My favorite here was German artist Corinna Schnitt’s short video of a floor-level view of animals mingling in the her living room: cows, goats, a donkey, ducks, a parakeet, a cockatoo, a rabbit, and the family cat. In the background, a llama seemed to be raiding the kitchen. The exhibition note explained the video might stimulate us to think about our own interactions in similar spaces.
I’m not sure if the film made me think more deeply about mingling at a cocktail party, but it sure was fun. The ducks seemed like little busybodies, butting into the business of the goats and disturbing the zen of the rabbit. The cow, frankly, seemed out of her element, especially when she tried to horn in on a conversation between two goats. The cat calmly sat on a chair, perhaps observing the behavior of her fellow creatures, or perhaps wishing they would all go home. Now that I think about it, I have been to a few parties like that.
The collections at the PEM originally were generated by the 18th and 19th century world travels of Salem’s sea captains, and include art and artifacts the Far East, the South Pacific, and the Alaskan coast that were preserved and cataloged long before any other Western institution recognized these items as art.
For me, there’s something amazing and wonderful about looking at art or objects that connect me to the distant past. (I wish I could touch them, but understand why I can’t). In the first floor American Art gallery, the massive 1746 John Smibert portrait of Sir William Pepperrell, the hero of 1745 siege of Louisbourg and a one-time “king of Kittery,” took my breath away, even if the gallery security guards drew a blank when I asked where his portrait was located.

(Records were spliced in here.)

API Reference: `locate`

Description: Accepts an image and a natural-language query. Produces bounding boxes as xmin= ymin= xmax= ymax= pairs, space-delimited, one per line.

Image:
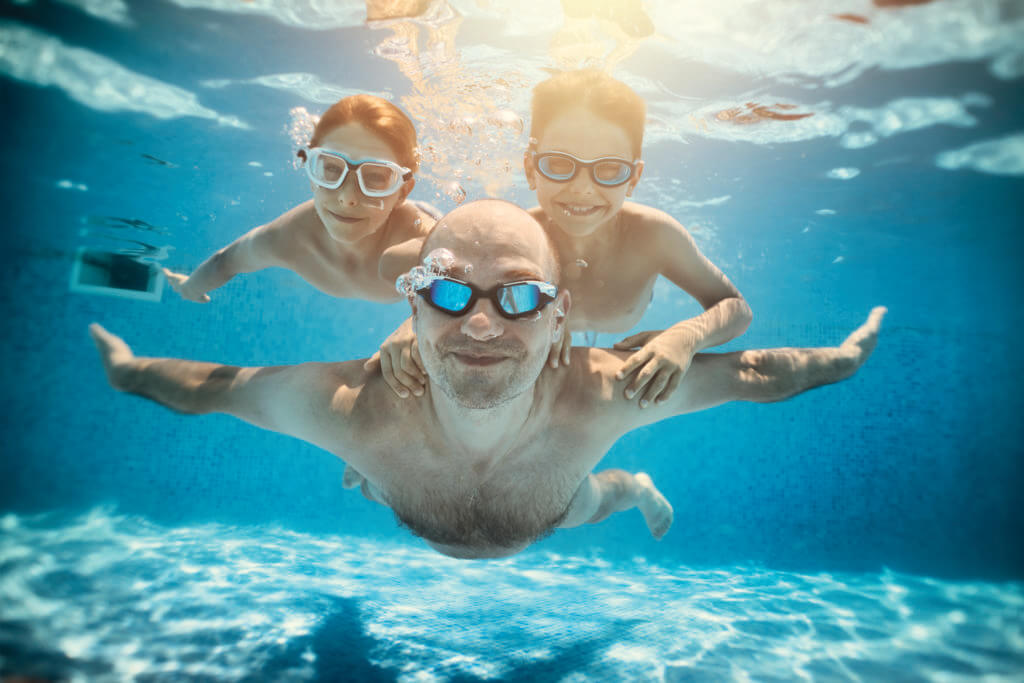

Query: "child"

xmin=380 ymin=70 xmax=752 ymax=408
xmin=164 ymin=95 xmax=434 ymax=303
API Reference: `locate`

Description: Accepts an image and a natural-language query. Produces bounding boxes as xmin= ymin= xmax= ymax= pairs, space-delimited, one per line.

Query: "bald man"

xmin=90 ymin=200 xmax=885 ymax=559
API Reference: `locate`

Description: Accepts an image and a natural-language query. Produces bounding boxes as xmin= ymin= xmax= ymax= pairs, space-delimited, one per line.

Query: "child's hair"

xmin=529 ymin=69 xmax=647 ymax=157
xmin=309 ymin=95 xmax=419 ymax=172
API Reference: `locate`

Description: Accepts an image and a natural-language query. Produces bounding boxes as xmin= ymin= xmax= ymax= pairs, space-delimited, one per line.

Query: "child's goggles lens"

xmin=534 ymin=152 xmax=636 ymax=187
xmin=306 ymin=147 xmax=413 ymax=197
xmin=417 ymin=278 xmax=558 ymax=319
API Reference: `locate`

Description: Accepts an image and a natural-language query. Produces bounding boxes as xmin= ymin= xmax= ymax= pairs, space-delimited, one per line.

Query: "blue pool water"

xmin=0 ymin=0 xmax=1024 ymax=681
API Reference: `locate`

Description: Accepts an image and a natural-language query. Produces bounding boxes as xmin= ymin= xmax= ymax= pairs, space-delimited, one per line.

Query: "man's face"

xmin=413 ymin=202 xmax=568 ymax=409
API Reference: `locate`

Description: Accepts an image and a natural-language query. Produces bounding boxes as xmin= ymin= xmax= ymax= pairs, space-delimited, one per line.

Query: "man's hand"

xmin=364 ymin=318 xmax=427 ymax=398
xmin=163 ymin=268 xmax=210 ymax=303
xmin=614 ymin=329 xmax=696 ymax=408
xmin=548 ymin=329 xmax=572 ymax=368
xmin=89 ymin=323 xmax=135 ymax=391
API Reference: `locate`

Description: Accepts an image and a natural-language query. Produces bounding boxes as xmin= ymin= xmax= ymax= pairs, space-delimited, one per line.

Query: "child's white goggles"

xmin=299 ymin=147 xmax=413 ymax=197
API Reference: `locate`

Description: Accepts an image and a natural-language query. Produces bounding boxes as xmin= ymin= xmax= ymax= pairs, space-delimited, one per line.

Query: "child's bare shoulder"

xmin=246 ymin=200 xmax=324 ymax=265
xmin=621 ymin=202 xmax=689 ymax=246
xmin=388 ymin=202 xmax=436 ymax=244
xmin=622 ymin=202 xmax=682 ymax=230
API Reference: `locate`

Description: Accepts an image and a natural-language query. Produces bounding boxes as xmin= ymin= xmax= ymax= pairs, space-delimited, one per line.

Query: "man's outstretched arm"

xmin=89 ymin=324 xmax=344 ymax=451
xmin=616 ymin=306 xmax=886 ymax=429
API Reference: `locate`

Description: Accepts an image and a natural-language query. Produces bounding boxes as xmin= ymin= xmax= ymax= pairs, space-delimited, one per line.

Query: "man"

xmin=90 ymin=200 xmax=885 ymax=558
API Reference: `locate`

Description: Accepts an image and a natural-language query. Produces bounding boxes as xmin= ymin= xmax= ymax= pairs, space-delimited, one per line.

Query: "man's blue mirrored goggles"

xmin=416 ymin=278 xmax=558 ymax=321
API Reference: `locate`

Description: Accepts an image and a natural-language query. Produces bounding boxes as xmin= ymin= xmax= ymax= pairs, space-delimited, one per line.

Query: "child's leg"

xmin=560 ymin=470 xmax=672 ymax=539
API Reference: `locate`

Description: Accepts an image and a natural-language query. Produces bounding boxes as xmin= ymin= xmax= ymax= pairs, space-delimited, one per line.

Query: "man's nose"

xmin=462 ymin=299 xmax=505 ymax=341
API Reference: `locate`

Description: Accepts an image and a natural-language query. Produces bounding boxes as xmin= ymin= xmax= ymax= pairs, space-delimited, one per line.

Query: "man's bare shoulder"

xmin=300 ymin=358 xmax=401 ymax=421
xmin=544 ymin=346 xmax=629 ymax=415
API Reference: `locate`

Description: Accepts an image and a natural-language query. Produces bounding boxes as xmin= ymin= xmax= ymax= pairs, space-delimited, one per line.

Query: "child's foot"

xmin=341 ymin=465 xmax=362 ymax=488
xmin=634 ymin=472 xmax=672 ymax=541
xmin=841 ymin=306 xmax=888 ymax=360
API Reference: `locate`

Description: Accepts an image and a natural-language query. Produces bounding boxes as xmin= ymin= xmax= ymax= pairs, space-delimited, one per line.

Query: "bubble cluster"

xmin=287 ymin=106 xmax=319 ymax=166
xmin=444 ymin=180 xmax=466 ymax=204
xmin=423 ymin=249 xmax=455 ymax=278
xmin=394 ymin=249 xmax=458 ymax=297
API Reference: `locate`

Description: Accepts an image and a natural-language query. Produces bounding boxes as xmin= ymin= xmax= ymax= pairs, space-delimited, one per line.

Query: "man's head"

xmin=413 ymin=200 xmax=569 ymax=409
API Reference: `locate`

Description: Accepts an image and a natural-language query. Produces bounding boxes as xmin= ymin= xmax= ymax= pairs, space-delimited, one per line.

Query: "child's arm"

xmin=615 ymin=207 xmax=752 ymax=407
xmin=164 ymin=205 xmax=306 ymax=303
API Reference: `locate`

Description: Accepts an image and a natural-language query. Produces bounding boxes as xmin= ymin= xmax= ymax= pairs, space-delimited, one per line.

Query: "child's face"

xmin=524 ymin=106 xmax=641 ymax=237
xmin=309 ymin=123 xmax=414 ymax=244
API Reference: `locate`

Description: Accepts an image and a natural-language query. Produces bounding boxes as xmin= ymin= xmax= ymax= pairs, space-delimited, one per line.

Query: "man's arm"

xmin=601 ymin=306 xmax=886 ymax=433
xmin=89 ymin=323 xmax=361 ymax=453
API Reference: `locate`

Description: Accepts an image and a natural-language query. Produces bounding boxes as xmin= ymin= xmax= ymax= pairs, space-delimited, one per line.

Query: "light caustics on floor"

xmin=0 ymin=509 xmax=1024 ymax=681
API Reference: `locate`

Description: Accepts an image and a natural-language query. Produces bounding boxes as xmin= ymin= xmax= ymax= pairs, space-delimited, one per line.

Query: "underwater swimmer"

xmin=381 ymin=70 xmax=752 ymax=408
xmin=90 ymin=200 xmax=885 ymax=558
xmin=165 ymin=95 xmax=434 ymax=302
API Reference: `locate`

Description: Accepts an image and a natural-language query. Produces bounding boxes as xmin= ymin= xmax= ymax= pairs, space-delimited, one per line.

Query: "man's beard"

xmin=427 ymin=335 xmax=544 ymax=410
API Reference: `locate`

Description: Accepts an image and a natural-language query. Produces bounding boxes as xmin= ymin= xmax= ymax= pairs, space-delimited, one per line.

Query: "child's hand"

xmin=548 ymin=330 xmax=572 ymax=368
xmin=163 ymin=268 xmax=210 ymax=303
xmin=615 ymin=329 xmax=696 ymax=408
xmin=364 ymin=318 xmax=427 ymax=398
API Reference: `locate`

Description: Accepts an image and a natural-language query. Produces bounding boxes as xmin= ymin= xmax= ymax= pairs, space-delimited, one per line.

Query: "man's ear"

xmin=626 ymin=161 xmax=643 ymax=197
xmin=551 ymin=290 xmax=572 ymax=341
xmin=522 ymin=150 xmax=537 ymax=189
xmin=398 ymin=178 xmax=416 ymax=204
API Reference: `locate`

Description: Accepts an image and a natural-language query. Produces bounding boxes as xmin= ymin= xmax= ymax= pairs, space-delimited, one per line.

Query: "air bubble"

xmin=444 ymin=180 xmax=466 ymax=204
xmin=394 ymin=272 xmax=415 ymax=297
xmin=409 ymin=265 xmax=431 ymax=292
xmin=487 ymin=110 xmax=523 ymax=133
xmin=423 ymin=249 xmax=455 ymax=278
xmin=287 ymin=106 xmax=319 ymax=168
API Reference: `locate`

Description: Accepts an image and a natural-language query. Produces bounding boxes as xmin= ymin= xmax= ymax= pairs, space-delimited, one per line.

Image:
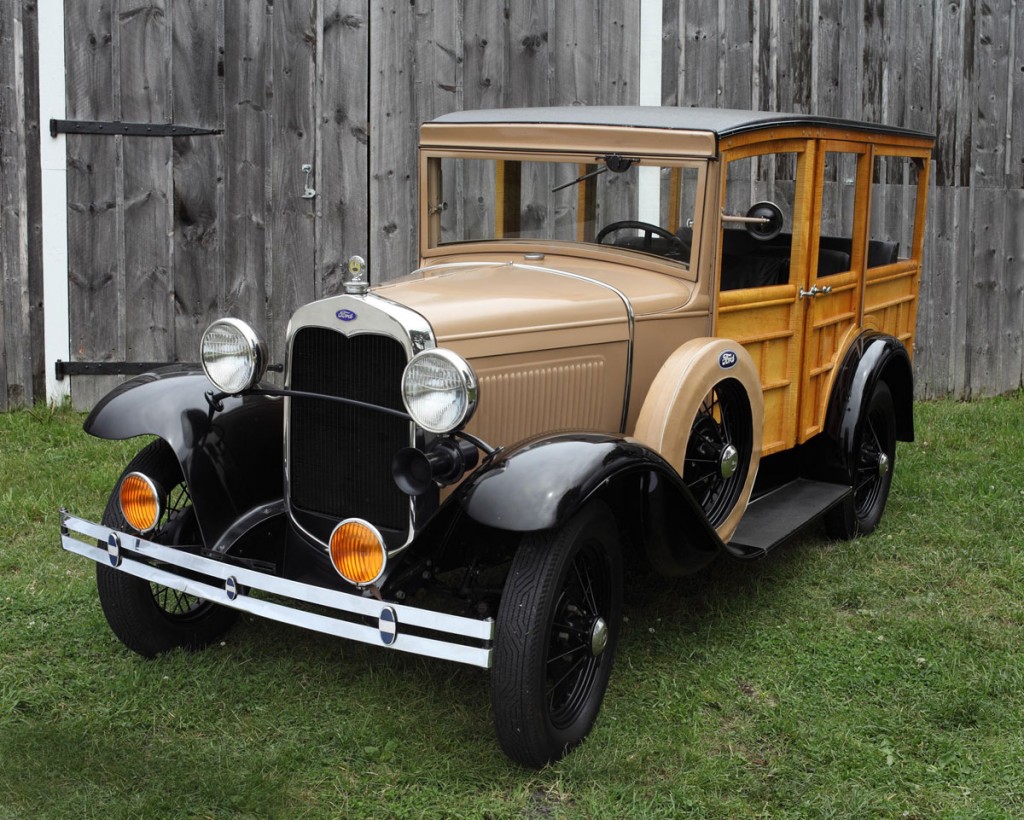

William who?
William had stood for this portrait, had looked at it, had touched it. At one point, the portrait had hung (I think) in his home–just down the road from my house! And now I was meeting it, in the flesh (in a manner of speaking).
The Yin Yu Tang Chinese house at the PEM deserves its own post, but I will mention it here. Almost by happenstance, in the late 1990s, when the Museum had an unusual opportunity to purchase, transport, and rebuild a 200-year-old traditional village merchant’s house, they grabbed it, as part of an ongoing effort to facilitate cultural understanding of China.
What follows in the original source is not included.